I. Determine whether painTRAINER reduces pain severity and pain interference at the post-intervention follow-up assessment (follow-up [FU]1; primary outcomes/endpoint) as well as at the 3-month and 6-month follow-up assessments (FU2 and FU3).
II. Determine whether painTRAINER improves emotional distress, health-related quality of life (HRQoL), and aromatase inhibitor (AI) adherence at the post-intervention, 3-month, and 6-month follow-up assessments (FU1, FU2, and FU3; secondary outcomes).
III. Determine whether effects of painTRAINER on primary and secondary outcomes are at least partially mediated by increases in pain self-efficacy and reductions in pain catastrophizing.
EXPLORATORY OBJECTIVE:
I. Explore indirect benefits of painTRAINER on other common AI adverse effects—sleep disturbance and vasomotor symptoms (hot flushes, hot flashes, night sweats).
OUTLINE: Patients are randomized to 1 of 2 arms.
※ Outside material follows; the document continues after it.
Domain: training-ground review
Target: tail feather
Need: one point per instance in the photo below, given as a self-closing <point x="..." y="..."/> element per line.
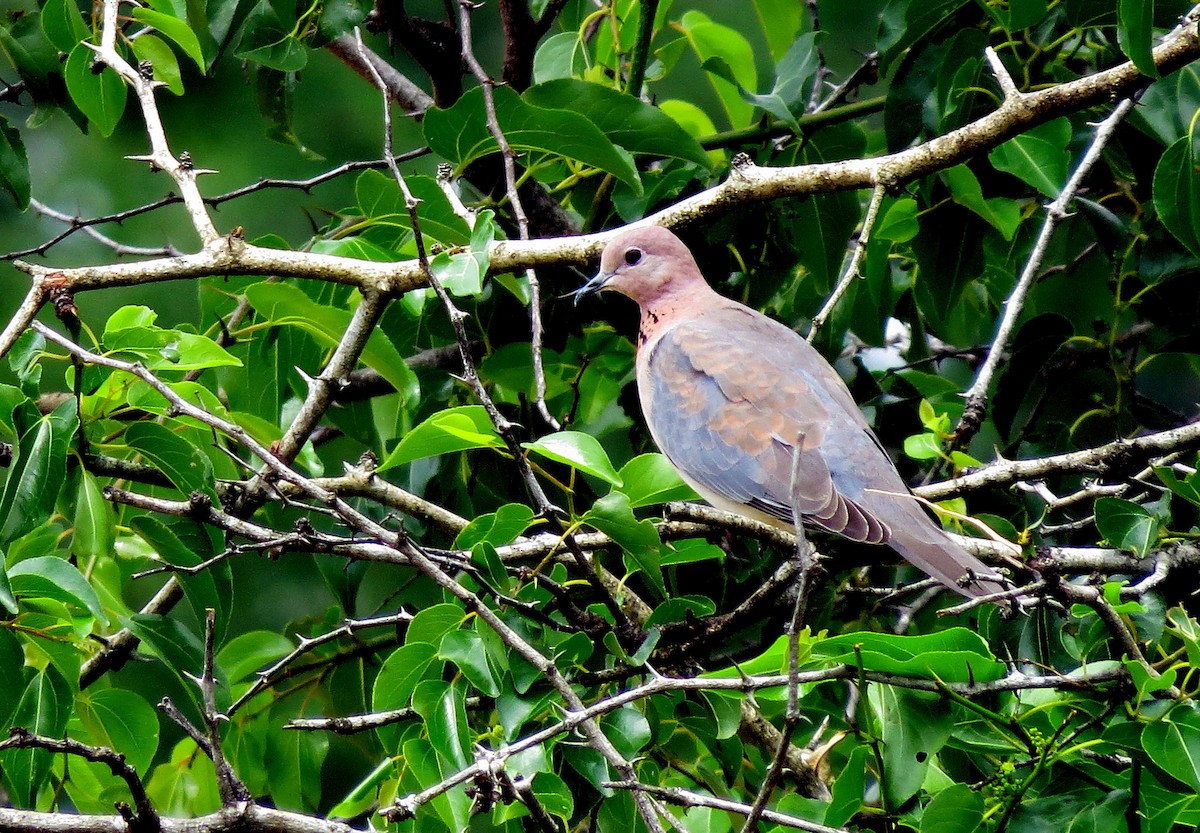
<point x="927" y="546"/>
ARM I (ENHANCED USUAL CARE): Patients receive printed educational materials about AI therapy, arthralgia, and other AI symptoms at the baseline visit and receive usual care for 8-10 weeks.
ARM II (PAINTRAINER): Patients receive care as in arm I as well as complete the painTRAINER program consisting of eight weekly virtual, self-guided sessions over 35-45 minutes each for 8-10 weeks.
After completion of study intervention, patients are followed up at 12, 24, and 36 weeks after randomization.